India's wholesale inflation drops 2.33% in March

Published Wed, Apr 15, 2015 · 09:13 AM

[MUMBAI] India's wholesale inflation dropped for the fifth straight month on lower local food and manufacturing prices along with slumping global oil prices, data showed Wednesday.

The Wholesale Price Index (WPI), India's inflation measure with the biggest basket of goods, slipped to a sharper-than-expected 2.33 per cent in March from a year earlier.

The figure follows a 2.06 decline in February and was greater than a 2.10 per cent drop predicted by a Bloomberg survey.

The fall along with the slower-than-anticipated rise in consumer price inflation on Tuesday strengthened hopes for more interest rate cuts to spur economic growth, analysts said.

"The two inflation data points do increase chances of a rate cut from the Reserve Bank of India," said Sujan Hajra, chief economist for Anand Rathi Securities in Mumbai.
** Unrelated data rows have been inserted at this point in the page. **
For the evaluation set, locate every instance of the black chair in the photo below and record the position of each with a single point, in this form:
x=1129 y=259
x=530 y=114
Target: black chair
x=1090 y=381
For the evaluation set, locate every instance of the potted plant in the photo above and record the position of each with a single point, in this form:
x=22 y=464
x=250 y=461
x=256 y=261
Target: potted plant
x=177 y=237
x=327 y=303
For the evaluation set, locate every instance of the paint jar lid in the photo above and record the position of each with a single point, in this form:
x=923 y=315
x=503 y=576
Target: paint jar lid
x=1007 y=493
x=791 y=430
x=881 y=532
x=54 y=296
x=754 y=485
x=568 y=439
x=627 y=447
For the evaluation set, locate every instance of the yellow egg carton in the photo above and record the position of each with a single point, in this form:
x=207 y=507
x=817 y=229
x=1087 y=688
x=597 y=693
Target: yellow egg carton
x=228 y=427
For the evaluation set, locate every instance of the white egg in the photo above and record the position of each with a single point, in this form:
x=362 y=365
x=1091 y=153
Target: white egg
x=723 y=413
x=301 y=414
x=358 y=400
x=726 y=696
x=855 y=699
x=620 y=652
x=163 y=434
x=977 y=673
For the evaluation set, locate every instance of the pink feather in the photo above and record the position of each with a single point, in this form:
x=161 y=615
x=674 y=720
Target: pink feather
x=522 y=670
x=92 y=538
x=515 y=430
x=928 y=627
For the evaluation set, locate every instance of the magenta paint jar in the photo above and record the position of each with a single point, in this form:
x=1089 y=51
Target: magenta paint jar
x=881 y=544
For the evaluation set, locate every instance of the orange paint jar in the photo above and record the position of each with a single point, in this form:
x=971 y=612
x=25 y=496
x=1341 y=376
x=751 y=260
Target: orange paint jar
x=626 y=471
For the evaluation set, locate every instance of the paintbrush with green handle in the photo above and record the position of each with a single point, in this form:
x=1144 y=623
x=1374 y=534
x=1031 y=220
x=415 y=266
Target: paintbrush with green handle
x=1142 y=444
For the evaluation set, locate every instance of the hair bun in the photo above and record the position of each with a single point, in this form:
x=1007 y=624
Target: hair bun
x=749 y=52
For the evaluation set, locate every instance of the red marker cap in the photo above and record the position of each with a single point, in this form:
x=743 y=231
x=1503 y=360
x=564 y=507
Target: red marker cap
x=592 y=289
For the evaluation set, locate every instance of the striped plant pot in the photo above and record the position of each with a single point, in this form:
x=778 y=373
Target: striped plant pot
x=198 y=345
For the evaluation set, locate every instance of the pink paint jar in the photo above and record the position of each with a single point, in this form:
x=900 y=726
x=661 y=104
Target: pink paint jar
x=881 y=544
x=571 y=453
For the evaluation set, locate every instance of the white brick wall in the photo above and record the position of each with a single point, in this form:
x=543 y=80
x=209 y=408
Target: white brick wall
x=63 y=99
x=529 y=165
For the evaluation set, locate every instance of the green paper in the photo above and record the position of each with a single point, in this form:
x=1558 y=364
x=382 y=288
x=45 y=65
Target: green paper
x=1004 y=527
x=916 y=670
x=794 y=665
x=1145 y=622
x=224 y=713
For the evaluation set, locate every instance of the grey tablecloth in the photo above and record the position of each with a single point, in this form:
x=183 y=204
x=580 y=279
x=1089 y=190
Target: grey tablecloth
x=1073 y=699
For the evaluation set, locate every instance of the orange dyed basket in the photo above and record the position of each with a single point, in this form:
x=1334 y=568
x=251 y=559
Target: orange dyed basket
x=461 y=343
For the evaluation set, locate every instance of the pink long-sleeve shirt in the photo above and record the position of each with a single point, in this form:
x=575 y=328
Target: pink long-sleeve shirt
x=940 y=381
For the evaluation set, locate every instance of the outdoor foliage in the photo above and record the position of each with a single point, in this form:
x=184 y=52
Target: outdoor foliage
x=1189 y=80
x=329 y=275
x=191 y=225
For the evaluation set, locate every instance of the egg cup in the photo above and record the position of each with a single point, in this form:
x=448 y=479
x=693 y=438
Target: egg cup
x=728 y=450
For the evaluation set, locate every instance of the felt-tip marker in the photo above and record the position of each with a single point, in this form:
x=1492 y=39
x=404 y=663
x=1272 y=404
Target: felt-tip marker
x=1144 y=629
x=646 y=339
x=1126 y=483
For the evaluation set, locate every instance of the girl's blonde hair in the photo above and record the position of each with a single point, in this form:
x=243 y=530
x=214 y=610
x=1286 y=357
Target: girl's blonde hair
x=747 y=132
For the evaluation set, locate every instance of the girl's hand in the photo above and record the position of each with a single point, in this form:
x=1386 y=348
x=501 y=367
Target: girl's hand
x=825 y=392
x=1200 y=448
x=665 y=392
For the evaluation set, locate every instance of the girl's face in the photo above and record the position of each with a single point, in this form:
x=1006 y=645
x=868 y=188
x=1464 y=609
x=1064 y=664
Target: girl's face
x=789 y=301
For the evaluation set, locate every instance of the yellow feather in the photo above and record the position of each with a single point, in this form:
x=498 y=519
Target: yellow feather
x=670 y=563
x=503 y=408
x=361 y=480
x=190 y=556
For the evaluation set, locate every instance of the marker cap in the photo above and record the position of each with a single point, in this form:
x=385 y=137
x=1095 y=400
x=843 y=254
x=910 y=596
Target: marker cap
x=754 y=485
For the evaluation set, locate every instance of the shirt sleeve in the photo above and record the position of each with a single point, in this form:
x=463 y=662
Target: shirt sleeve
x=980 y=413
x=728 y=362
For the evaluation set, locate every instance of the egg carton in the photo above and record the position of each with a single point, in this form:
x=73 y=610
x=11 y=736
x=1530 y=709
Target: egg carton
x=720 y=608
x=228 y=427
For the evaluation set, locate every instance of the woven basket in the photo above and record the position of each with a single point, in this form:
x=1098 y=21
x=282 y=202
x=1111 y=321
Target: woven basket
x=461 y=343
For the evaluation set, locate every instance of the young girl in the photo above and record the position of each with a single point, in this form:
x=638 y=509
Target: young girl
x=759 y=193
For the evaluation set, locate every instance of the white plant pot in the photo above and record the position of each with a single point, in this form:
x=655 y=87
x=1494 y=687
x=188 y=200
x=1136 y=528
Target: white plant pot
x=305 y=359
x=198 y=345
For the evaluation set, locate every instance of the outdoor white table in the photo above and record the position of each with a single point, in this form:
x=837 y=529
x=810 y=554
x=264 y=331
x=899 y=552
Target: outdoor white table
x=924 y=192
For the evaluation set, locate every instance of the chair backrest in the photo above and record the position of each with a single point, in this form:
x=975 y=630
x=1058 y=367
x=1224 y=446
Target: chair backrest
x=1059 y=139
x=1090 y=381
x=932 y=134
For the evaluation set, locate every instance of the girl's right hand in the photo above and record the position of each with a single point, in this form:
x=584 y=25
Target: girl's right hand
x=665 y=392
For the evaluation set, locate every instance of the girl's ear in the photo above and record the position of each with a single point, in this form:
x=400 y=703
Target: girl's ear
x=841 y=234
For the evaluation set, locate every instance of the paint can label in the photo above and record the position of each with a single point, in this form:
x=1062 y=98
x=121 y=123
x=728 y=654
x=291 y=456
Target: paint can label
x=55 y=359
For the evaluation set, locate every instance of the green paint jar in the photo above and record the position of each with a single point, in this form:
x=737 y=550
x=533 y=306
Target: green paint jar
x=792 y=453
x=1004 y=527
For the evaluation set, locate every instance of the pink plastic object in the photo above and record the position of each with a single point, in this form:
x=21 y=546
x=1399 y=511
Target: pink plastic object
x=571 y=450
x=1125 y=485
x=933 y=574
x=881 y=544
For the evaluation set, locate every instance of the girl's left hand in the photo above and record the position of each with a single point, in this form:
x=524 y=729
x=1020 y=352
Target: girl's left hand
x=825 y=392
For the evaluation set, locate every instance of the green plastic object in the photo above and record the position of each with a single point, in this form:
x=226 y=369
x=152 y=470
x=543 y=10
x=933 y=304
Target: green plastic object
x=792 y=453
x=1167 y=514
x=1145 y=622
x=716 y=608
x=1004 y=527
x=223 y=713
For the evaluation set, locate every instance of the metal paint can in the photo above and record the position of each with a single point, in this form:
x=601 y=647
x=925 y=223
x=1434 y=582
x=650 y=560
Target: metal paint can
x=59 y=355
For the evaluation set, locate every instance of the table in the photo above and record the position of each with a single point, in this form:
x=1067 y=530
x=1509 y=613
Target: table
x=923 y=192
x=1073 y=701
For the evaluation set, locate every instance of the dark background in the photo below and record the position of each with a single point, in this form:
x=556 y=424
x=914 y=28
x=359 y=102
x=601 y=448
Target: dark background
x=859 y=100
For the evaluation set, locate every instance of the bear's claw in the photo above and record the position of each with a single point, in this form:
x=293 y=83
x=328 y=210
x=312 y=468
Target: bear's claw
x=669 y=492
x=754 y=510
But Hajra said he expected RBI governor Raghuram Rajan to hold off until the impact of India's monsoon-rain-hit crops on food prices was known in August.

"By then the real picture of the monsoon would be clear as would the timing of a rate hike by the US Fed. And as it is the RBI has already cut twice and transmission is yet to happen," Mr Hajra said.

After two cuts so far this year, the RBI held rates unchanged at last week's policy meeting, citing the failure of commercial banks to pass on the previous cuts to its customers and lower borrowing costs.

Mr Rajan also flagged ongoing concerns about once-high inflation, which the former IMF chief economist has been working to bring down since taking the RBI's helm in 2013.

Indian business leaders have been asking for more rate cuts to help accelerate economic growth which the IMF forecast this week would outpace that of China's.

India has forecast growth of 7.4 per cent for the year which ended in March - overtaking China and making India the world's fastest growing major economy, after changing the way it calculates gross domestic product.

The figures have surprised many economists as India had been thought to be struggling through its worst economic slowdown since the 1980s.